The geologist is able to read the rocks and terrain features, deciphering a geological history that stretches at least 1.5 billion years back in time. Folgefonnhalvøya is a peninsula that has been exposed to powerful and varied forces.

Sediments formed on what was once ocean floor, and later congealed under enormous weight into metamorphic rock. Tectonic plates colliding or pushing past each other then folded the rock and pushed high mountains toward the sky.

 

Møsevatnet
Møsevatnet - © Randi

Ice as sculptor

The fjords and valleys that we see today were carved out by the massive icecap that covered western Norway and most of Scandinavia during not one but a series of more than 40 ice ages over the course of the last 2.7 million years. Geologically speaking, that is very recent!
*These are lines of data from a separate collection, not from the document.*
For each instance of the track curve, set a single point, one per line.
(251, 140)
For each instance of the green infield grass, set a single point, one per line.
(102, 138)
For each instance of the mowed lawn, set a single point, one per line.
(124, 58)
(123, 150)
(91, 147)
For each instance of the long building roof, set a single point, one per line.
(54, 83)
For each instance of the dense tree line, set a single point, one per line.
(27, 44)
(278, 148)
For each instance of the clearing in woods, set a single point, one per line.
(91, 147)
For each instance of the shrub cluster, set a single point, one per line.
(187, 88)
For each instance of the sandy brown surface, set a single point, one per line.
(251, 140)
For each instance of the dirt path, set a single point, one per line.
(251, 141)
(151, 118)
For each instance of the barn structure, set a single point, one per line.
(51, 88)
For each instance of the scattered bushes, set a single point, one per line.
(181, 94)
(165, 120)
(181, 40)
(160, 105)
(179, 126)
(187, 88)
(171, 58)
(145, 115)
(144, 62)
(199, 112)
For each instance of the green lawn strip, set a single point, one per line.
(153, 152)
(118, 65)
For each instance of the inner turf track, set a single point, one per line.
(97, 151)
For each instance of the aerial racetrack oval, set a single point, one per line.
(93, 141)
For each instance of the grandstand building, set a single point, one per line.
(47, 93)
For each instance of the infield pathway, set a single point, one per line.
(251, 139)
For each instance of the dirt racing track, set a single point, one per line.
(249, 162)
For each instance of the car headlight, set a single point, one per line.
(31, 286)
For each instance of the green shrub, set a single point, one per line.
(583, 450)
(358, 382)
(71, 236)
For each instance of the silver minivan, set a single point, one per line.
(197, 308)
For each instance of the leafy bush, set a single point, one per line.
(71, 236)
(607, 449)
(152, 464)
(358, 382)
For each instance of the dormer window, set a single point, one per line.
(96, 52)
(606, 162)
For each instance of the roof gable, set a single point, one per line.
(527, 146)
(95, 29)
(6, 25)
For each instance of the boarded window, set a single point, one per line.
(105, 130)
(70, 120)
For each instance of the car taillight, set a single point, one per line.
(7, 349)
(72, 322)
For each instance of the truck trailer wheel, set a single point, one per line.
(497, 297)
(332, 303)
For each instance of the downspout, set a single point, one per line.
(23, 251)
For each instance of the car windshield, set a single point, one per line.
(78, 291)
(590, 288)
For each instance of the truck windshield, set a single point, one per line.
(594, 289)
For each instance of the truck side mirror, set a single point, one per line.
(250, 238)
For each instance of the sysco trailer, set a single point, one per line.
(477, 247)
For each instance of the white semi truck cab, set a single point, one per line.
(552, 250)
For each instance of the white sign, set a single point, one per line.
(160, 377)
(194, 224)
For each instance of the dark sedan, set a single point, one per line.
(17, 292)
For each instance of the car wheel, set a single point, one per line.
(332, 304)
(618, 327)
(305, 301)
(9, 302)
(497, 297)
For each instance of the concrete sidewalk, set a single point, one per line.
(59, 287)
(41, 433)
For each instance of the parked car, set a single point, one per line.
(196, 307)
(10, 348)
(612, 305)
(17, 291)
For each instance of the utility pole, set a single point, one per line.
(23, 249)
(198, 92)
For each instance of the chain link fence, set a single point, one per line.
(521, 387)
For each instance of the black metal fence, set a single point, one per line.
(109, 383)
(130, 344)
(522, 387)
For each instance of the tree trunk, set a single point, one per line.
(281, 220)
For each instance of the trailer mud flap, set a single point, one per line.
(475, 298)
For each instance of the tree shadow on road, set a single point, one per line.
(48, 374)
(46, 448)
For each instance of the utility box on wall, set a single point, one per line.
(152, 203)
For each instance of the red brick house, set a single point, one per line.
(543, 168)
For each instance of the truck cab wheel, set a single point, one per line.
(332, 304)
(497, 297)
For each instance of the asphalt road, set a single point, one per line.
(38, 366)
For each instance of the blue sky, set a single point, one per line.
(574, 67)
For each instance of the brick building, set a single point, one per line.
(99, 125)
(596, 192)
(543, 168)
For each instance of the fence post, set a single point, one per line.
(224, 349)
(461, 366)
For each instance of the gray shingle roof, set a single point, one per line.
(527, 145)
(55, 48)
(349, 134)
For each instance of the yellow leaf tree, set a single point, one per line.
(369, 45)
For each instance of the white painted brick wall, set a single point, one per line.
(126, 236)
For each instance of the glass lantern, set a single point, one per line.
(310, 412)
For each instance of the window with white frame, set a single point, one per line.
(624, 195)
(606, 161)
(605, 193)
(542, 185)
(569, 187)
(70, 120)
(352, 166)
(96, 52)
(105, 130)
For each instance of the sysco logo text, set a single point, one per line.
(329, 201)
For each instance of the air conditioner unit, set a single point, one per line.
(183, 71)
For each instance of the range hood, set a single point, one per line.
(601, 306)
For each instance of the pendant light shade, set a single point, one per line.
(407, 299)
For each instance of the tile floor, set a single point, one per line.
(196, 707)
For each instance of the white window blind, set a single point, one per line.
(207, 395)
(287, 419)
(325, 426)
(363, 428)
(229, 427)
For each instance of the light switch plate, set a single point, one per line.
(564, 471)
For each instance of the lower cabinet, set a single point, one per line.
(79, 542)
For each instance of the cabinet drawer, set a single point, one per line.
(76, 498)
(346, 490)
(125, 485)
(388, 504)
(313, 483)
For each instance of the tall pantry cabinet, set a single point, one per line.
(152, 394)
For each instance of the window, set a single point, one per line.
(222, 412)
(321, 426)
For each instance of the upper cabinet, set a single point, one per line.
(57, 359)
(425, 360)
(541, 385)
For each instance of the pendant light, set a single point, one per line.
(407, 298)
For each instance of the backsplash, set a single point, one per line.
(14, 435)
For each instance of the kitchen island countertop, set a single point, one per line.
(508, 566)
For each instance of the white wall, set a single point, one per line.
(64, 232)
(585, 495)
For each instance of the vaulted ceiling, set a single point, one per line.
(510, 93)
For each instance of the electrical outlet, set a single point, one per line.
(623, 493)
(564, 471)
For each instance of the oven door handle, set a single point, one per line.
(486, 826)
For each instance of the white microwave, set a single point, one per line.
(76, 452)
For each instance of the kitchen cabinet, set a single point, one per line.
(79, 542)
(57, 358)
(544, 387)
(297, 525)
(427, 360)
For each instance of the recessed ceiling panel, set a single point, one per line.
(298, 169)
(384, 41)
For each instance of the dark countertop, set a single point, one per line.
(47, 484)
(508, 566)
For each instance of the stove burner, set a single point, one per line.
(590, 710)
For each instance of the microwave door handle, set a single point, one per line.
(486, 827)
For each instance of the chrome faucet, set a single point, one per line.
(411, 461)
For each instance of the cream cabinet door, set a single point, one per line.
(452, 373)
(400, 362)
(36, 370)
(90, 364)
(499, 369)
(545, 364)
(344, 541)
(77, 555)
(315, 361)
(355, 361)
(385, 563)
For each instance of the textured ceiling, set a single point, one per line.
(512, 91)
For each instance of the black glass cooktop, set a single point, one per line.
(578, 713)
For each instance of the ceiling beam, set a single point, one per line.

Today, the landscape is still being shaped – by the continued grinding of icefalls, and mountains that scale off and cleave due to repeated winter freezing and spring thaw, raging rivers, erosion and rock-slides.

 

Faldingar i migmatittgneis © Jan Rabben
Faldingar i migmatittgneis - © Jan Rabben

At the National Park Centre and the Stone Park in Rosendal you can learn more about how to read the signs that reveal the history of magnificent Folgefonna. For an extended exploration of the fascinating interplay between ice and stone, consider hiking the Geological Path. This well-marked path goes from Nordrepollen, in the innermost reaches of the Maurangsfjord, to the glacier arm called Botnabreen.